Henrik Grim, MD of Europe at Capchase, says, “Expanding in the UK and appointing Alex is the latest in a series of major milestones for Capchase in an incredibly short period of time. Our new London HQ will give us an even greater presence right at the heart of Europe’s tech and financial industries.”

Capchase expanded its operation to the Netherlands and Belgium earlier this month, and to the Nordic region (Denmark, Sweden, and Finland) in January. 

Alex McCracken appointed Head of Venture Relationships

The US lending company made its first hire and appointed Alex McCracken as Head of Venture Relationships. He will lead Capchase’s relationship with venture capital firms and clients from the new London office. 

Grim says, “Alex’s considerable experience and network in the venture capital industry and as an entrepreneur will enable us to increase our footprint, provide a launchpad for further expansion, and enable more founders to grow faster without dilution.” 

Alex joins Capchase from Silicon Valley Bank, where he spent over a decade as Managing Director for Corporate and Venture Relationships in Europe. Prior to this, Alex was Investment Manager at TTP Ventures. Earlier in his career, Alex co-founded TISS Ltd which developed and sold fuel efficiency systems for road haulage vehicles.

Capchase expects to grow its London team to 15 employees in the next two months. 

McCracken says, “Being a former entrepreneur, VC and then a lender has given me experience on all sides of fundraising. Since Capchase is half the cost of venture debt and requires no security or warrants, I can see why the demand for Capchase’s range of non-dilutive funding products is so high. I look forward to helping drive our growth even further in Europe.”
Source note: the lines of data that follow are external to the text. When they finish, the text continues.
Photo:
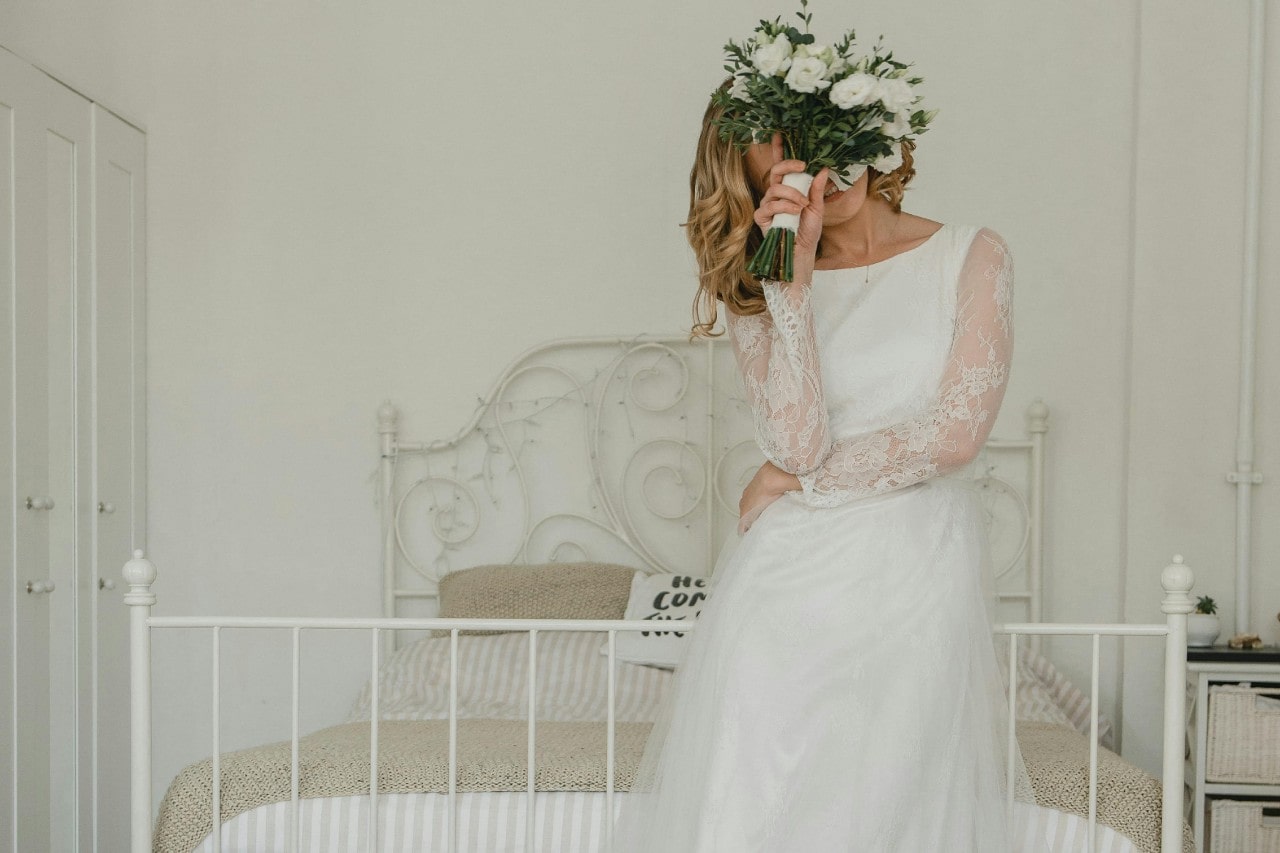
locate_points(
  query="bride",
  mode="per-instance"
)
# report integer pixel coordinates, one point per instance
(841, 689)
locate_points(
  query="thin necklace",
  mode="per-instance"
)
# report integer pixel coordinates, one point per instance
(867, 279)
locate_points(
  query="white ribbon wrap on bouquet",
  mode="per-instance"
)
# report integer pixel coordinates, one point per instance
(801, 181)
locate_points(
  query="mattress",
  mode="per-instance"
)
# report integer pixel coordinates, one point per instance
(494, 822)
(571, 685)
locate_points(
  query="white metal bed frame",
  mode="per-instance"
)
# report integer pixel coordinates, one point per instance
(693, 382)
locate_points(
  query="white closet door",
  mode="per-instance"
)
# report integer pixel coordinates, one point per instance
(8, 503)
(119, 429)
(51, 264)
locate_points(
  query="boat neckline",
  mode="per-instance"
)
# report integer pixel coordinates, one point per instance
(927, 241)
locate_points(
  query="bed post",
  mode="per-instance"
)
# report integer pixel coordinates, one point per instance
(1176, 579)
(388, 425)
(1037, 424)
(140, 574)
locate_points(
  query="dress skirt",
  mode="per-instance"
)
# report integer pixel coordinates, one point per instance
(840, 692)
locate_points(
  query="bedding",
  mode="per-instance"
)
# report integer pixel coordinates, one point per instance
(494, 822)
(492, 699)
(571, 758)
(542, 591)
(661, 598)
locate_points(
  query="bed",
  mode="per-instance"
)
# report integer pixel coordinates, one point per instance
(519, 560)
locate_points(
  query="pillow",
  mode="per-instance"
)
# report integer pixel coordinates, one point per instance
(659, 597)
(493, 680)
(540, 591)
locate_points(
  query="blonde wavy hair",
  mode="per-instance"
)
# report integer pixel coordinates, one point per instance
(721, 226)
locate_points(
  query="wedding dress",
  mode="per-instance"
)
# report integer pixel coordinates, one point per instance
(841, 692)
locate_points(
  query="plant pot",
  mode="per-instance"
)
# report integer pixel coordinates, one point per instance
(1202, 629)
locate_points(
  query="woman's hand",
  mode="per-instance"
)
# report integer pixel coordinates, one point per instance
(778, 197)
(768, 484)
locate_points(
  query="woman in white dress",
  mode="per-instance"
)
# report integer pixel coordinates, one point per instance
(841, 689)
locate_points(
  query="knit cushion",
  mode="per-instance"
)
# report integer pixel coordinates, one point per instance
(542, 591)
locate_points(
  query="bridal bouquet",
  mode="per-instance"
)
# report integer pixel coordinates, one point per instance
(833, 109)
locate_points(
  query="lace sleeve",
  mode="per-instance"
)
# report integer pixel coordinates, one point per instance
(950, 432)
(777, 356)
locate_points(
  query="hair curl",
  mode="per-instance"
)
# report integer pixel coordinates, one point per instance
(721, 226)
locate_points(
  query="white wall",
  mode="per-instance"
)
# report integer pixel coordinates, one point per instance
(351, 203)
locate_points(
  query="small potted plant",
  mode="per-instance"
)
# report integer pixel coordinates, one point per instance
(1202, 625)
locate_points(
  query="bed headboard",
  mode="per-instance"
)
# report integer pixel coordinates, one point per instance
(630, 451)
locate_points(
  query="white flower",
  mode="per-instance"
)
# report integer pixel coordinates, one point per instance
(807, 74)
(890, 162)
(895, 94)
(855, 90)
(833, 62)
(899, 127)
(772, 58)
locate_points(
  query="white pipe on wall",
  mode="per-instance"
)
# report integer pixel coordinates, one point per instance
(1244, 477)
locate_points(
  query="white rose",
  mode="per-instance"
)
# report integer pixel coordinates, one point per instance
(773, 58)
(895, 94)
(807, 74)
(890, 162)
(899, 127)
(855, 90)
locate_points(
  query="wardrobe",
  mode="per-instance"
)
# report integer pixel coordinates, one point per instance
(72, 427)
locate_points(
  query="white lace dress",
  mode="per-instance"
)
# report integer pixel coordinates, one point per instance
(841, 690)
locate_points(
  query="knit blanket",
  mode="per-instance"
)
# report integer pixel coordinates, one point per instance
(1129, 799)
(414, 756)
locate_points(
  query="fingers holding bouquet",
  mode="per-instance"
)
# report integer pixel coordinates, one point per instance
(792, 192)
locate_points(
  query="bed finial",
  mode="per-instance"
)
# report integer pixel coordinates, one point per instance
(1037, 416)
(388, 415)
(140, 574)
(1178, 580)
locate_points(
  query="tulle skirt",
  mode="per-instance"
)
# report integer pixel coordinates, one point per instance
(840, 692)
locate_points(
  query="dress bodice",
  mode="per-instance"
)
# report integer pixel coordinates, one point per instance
(885, 333)
(862, 387)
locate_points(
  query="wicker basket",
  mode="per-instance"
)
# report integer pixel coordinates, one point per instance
(1238, 826)
(1243, 734)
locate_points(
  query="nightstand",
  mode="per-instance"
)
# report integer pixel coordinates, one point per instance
(1205, 669)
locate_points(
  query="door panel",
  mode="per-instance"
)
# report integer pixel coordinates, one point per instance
(118, 395)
Capchase: What you need to know

Founded in 2020 by Ignacio Moreno, Luis Basagoiti, Miguel Fernandez, and Przemek Gotfryd, Capchase helps SaaS companies finance the growth of their operations with cash tied up in future monthly payments.

Capchase claims to have witnessed strong growth in 2021 and provided about $1.6B in funds to entrepreneurs throughout the year. Currently, the European market alone accounts for 25 per cent of Capchase’s business.

Capchase estimates that 15 per cent of the capital it has provided has been to female and minority-led startups. In contrast, only 2-3 per cent of venture capital deals struck in 2021 went to female and minority-led startups. 

Grim adds, “It is also worth noting that 15% of the funding we have made available has gone to founders from underrepresented groups. While there’s still much more work to be done, we’re delighted that this is significantly higher than the averages for VC deals. It shows that the Capchase model opens the door to many more founders to secure capital.”